Se c'è un aspetto che ci ha da sempre incuriosito riguardo i cliché calcistici social, è la speranza atavica del Sassuolo retrocesso in B. Infatti, passata la sbornia della squadra piccola che arriva "di rincorsa" con un progetto e una proprietà facoltosa (gli Squinzi) nel calcio che conta, gli emiliani sono diventati la rappresentazione perfetta del male che attanaglia il calcio moderno (ancor più che italiano).
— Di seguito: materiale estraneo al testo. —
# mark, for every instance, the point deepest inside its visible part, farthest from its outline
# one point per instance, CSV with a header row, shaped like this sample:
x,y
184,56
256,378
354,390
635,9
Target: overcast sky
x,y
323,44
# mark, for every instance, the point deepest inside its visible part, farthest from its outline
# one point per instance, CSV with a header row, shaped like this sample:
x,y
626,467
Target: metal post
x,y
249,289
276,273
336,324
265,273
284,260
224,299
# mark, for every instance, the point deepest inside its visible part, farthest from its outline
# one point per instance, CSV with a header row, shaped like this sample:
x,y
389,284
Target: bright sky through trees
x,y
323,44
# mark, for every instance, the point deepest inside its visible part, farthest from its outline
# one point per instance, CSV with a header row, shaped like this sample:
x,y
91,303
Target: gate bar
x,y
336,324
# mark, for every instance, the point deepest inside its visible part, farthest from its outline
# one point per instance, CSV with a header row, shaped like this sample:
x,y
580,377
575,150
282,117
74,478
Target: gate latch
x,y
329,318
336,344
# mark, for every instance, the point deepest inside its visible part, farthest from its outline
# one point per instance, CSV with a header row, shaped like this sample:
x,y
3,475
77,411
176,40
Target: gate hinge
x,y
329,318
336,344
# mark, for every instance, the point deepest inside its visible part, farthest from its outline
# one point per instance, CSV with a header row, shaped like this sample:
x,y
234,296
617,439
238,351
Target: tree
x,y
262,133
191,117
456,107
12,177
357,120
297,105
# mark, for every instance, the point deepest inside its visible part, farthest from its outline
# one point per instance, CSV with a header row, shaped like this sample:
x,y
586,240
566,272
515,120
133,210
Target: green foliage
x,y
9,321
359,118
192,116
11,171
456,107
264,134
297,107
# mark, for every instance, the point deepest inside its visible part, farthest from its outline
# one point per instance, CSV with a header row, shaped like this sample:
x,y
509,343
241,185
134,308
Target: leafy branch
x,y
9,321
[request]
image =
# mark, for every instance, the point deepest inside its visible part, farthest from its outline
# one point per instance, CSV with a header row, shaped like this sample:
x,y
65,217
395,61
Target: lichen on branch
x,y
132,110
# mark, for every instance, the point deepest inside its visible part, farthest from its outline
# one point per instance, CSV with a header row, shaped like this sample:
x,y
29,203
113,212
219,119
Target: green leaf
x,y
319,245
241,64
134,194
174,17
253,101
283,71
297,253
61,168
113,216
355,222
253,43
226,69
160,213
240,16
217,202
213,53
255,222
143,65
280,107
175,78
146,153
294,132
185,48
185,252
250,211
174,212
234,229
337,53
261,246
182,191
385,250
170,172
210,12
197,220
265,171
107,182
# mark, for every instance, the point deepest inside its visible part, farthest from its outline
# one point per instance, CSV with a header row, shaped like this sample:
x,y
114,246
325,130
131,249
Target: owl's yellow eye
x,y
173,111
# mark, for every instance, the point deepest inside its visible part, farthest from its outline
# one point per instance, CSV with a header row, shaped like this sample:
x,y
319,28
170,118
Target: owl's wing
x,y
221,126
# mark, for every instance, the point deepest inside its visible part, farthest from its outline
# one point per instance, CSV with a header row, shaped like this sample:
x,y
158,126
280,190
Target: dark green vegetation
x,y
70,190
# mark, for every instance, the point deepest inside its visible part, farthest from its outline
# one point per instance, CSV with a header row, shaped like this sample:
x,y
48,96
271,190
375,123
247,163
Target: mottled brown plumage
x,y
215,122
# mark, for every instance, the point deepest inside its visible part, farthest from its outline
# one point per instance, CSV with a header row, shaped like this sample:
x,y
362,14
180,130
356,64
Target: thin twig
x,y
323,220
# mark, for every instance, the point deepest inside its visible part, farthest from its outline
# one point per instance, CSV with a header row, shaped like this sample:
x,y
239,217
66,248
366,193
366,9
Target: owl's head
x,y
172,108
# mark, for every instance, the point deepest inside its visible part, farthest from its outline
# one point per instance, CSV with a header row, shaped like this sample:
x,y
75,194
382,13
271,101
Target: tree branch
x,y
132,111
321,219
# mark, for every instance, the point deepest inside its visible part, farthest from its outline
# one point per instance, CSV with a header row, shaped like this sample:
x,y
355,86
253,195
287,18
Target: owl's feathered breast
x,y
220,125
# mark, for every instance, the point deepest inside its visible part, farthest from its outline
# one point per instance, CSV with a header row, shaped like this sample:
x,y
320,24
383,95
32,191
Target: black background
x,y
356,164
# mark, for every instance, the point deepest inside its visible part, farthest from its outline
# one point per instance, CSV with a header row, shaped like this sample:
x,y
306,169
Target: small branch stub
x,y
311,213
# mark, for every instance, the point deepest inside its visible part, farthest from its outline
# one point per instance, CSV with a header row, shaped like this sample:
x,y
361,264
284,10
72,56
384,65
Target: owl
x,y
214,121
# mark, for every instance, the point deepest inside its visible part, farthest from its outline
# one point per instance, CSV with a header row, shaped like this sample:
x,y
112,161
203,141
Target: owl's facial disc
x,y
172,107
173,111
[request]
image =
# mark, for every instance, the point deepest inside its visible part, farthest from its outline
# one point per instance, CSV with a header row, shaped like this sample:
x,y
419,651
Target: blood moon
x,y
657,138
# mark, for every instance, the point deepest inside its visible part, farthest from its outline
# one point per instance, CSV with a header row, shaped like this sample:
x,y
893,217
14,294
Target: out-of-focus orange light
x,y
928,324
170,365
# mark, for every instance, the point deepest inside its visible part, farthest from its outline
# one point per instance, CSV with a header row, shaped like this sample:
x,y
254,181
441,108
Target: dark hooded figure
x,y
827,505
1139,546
In sequenza: squadra senza identità, senza stadio, senza tifosi, senza ambizioni, plusvalenzificio e succursale delle big di Serie A. Roba che se ci fosse stato il Sassuolo al posto di Barabba, molto probabilmente Gesù sarebbe stato salvato dalla folla.
Ecco, senza volerci confondere con la folla sbraitante, preferiamo contestualizzare le undici stagioni in Serie A, andando ad individuare con più interesse ciò che è andato storto nella gestione del Sassuolo. 460 mln di € sono i ricavi da calciomercato del Sassuolo da quando è in A. 450 mln i costi. 10 mln di utile in 11 con 7 stagioni di A chiuse con un mercato più oneroso delle entrate. Insomma, una macchina da player trading che non ha creato valore (come nel caso dell'Udinese), ma che si è mantenuta in equilibrio. Un equilibrio sottile, dove la qualità dei calciatori in entrata ed in uscita ha fatto la differenza, specie nella stagione appena conclusa. Un crollo spiegabile solo nella qualità povera della rosa, per una classifica che ha quasi ricalcato la prima salvezza nella massima serie.
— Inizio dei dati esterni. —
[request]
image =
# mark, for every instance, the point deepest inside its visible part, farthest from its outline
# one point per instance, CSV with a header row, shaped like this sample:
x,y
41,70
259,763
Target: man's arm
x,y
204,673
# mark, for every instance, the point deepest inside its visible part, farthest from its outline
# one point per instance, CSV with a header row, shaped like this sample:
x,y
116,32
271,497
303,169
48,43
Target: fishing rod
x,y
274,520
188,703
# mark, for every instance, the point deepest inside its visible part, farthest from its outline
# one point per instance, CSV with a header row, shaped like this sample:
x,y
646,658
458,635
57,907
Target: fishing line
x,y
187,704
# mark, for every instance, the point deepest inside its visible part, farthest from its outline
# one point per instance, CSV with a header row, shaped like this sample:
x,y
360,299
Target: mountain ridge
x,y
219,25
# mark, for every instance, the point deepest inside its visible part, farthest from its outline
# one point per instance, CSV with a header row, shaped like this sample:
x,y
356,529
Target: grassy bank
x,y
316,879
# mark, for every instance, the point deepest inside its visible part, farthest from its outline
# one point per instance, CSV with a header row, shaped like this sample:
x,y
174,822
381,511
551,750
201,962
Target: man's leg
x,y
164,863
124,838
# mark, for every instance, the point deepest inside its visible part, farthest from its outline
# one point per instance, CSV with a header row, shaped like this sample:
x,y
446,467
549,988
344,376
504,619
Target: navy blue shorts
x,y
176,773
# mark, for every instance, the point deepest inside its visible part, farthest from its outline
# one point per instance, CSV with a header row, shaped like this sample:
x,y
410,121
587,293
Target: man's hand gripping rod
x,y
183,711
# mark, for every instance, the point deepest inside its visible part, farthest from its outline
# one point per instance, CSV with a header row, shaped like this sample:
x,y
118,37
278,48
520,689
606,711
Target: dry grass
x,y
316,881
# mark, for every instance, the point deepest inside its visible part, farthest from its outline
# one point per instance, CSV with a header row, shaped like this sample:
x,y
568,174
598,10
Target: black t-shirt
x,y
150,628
Difficile capirne le motivazioni, se non nella scelta della proprietà di riequilibrare una macchina inceppata, con 3 bilanci su 4 dal 2020 chiusi in perdita nonostante il sostegno della proprietà con la sponsor di casa Mapei (seconda fonte di ricavi del club). Una strategia però rischiosa, perché operante sul materiale umano e, forse, troppo confidente del fatto di essere ormai una realtà da metà classifica e di essere in grado di pescare i calciatori funzionali ad ottenere la permanenza tranquilla in A.
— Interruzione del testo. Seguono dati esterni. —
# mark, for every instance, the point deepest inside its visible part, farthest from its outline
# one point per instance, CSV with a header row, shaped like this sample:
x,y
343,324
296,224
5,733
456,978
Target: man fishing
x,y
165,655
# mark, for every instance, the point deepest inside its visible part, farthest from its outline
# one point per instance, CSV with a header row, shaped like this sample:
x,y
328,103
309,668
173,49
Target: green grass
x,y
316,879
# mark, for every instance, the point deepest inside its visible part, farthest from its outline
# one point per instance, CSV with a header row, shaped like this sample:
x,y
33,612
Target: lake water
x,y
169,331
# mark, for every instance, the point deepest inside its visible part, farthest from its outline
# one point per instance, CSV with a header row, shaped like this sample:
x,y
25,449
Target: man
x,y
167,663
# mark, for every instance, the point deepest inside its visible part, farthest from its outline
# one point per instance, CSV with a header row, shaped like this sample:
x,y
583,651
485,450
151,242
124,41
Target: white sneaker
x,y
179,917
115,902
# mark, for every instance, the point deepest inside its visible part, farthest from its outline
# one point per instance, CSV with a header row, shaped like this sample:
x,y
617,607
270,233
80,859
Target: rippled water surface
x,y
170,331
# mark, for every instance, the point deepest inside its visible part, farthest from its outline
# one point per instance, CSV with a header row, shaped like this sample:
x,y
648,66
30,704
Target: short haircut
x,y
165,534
Intorno a questa evidenza si possono poi innestare i risultati sportivi ottenuti in poco più di un decennio nel calcio che conta, la qualificazione in Europa, gli allenatori lanciati, i risultati del settore giovanile (2 trofei di Viareggio e un campionato Beretti), tanti giovani italiani lanciati (Berardi, Raspadori, Scamacca, Frattesi su tutti), le ombre sull'acquisizione dello stadio, il rapporto mai sbocciato con Reggio Emilia (e vorremmo anche vedere, data la presenza forte del club cittadino), sassolesi stessi desiderosi di tornare allo storico Ricci e una grande domanda finale da porre al pubblico che ci legge: è davvero il Sassuolo il problema del calcio italiano piuttosto che un ecosistema che spinge chi ha i soldi ad investirli in piccole realtà, senza pressioni e senza sovrastrutture e ambizioni eccessivamente onerose da dover mantenere anche in caso di crisi dei progetti tecnici?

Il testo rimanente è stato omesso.